# Vector space model

A vector space model represents documents as vectors in a shared vector space. First, a vocabulary is created as a set of all words in the corpus. Then the vocabulary is alphabetically sorted into a list. Each document vector is represented as a Python list where each element is the count of the corresponding word in the vocab list. Once vectors are created for each document, cosine similarity can be calculated for pairs of documents. The python library numpy is used for the vector operations.

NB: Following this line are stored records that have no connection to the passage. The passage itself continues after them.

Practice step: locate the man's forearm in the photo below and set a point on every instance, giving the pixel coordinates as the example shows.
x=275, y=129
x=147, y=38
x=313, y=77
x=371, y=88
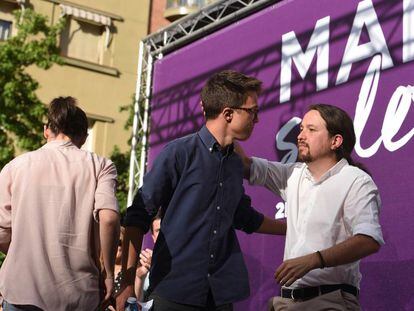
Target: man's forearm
x=109, y=236
x=350, y=250
x=272, y=226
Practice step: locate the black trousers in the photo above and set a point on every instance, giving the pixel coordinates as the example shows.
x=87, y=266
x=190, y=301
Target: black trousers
x=161, y=304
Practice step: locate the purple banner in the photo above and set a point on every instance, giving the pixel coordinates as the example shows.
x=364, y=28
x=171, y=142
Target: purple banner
x=357, y=55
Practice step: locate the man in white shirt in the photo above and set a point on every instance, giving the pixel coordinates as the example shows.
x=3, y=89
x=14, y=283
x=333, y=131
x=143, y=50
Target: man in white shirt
x=332, y=214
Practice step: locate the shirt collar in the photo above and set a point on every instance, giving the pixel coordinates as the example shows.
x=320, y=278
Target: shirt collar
x=58, y=143
x=332, y=171
x=210, y=142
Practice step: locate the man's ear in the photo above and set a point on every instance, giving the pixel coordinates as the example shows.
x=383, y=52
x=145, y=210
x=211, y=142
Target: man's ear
x=228, y=114
x=337, y=141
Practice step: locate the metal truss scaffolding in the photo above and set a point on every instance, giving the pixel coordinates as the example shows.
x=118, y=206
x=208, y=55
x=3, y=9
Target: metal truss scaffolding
x=184, y=31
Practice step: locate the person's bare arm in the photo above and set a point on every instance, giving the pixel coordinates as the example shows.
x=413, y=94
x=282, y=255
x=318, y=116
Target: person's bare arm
x=145, y=258
x=350, y=250
x=130, y=248
x=247, y=161
x=109, y=236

This notebook uses 4 texts on 4 subjects. Each text is divided into halves so that the corpus consists of 8 documents. The first part of the notebook shows how to create a vector space model from scratch in Python. The second part shows how to use vector operations in sklearn.

In [1]:
# imports
from nltk import word_tokenize
from nltk.stem import WordNetLemmatizer
wnl = WordNetLemmatizer()
from nltk.corpus import stopwords
stopwords = stopwords.words('english')
import re

In [2]:
# read each document and break each into 2 pieces
# create a list of docs
docs = []

with open('../school_texts/anat.txt', 'r') as f:
    doc_anat = f.read().lower()
    doc_anat = doc_anat.replace('\n', ' ')
    i = len(doc_anat)//2
    doc_anat1 = doc_anat[:i]
    doc_anat2 = doc_anat[i:]
    docs.append(word_tokenize(doc_anat1))
    docs.append(word_tokenize(doc_anat2))
    
with open('../school_texts/buslaw.txt', 'r') as f:
    doc_buslaw = f.read().lower()
    doc_buslaw = doc_buslaw.replace('\n', ' ')
    i = len(doc_buslaw)//2
    doc_buslaw1 = doc_buslaw[:i]
    doc_buslaw2 = doc_buslaw[i:]
    docs.append(word_tokenize(doc_buslaw1))
    docs.append(word_tokenize(doc_buslaw2))
    
with open('../school_texts/econ.txt', 'r') as f:
    doc_econ = f.read().lower()
    doc_econ = doc_econ.replace('\n', ' ')
    i = len(doc_econ)//2
    doc_econ1 = doc_econ[:i]
    doc_econ2 = doc_econ[i:]
    docs.append(word_tokenize(doc_econ1))
    docs.append(word_tokenize(doc_econ2))
    
with open('../school_texts/geog.txt', 'r') as f:
    doc_geog = f.read().lower()
    doc_geog = doc_geog.replace('\n', ' ')
    i = len(doc_geog)//2
    doc_geog1 = doc_geog[:i]
    doc_geog2 = doc_geog[i:]
    docs.append(word_tokenize(doc_geog1))
    docs.append(word_tokenize(doc_geog2))
    

In [3]:
# preprocess: remove non-alpha, remove stopwords, lemmatize
docs_preprocessed = [[wnl.lemmatize(w) for w in doc if w not in stopwords and w.isalpha()] for doc in docs]

In [4]:
vocab = set()
for doc in docs_preprocessed:
    doc_set = set(doc)
    vocab = vocab.union(doc_set)

vocab = sorted(list(vocab))
print('vocab length:', len(vocab)) 
vocab[:5]

vocab length: 3601


['abandoned', 'abdominal', 'abide', 'ability', 'able']

In [5]:
vectors = []
for doc in docs_preprocessed:
    vec = [doc.count(t) for t in vocab]
    vectors.append(vec)
print(vectors[0][:10])

[0, 4, 0, 0, 0, 0, 0, 0, 0, 1]


In [6]:
from numpy import dot
from numpy.linalg import norm

In [7]:
# function to compute cosine similarity
def cos_sim(v1, v2):
    return float(dot(v1, v2)) / (norm(v1) * norm(v2))

In [12]:
# compute cosine similarity for the first doc, paired with all docs
for i, vec in enumerate(vectors):
    print('cosine similarity anat1 and vector', i+1, '=', format(cos_sim(vectors[0], vec), '.2f'))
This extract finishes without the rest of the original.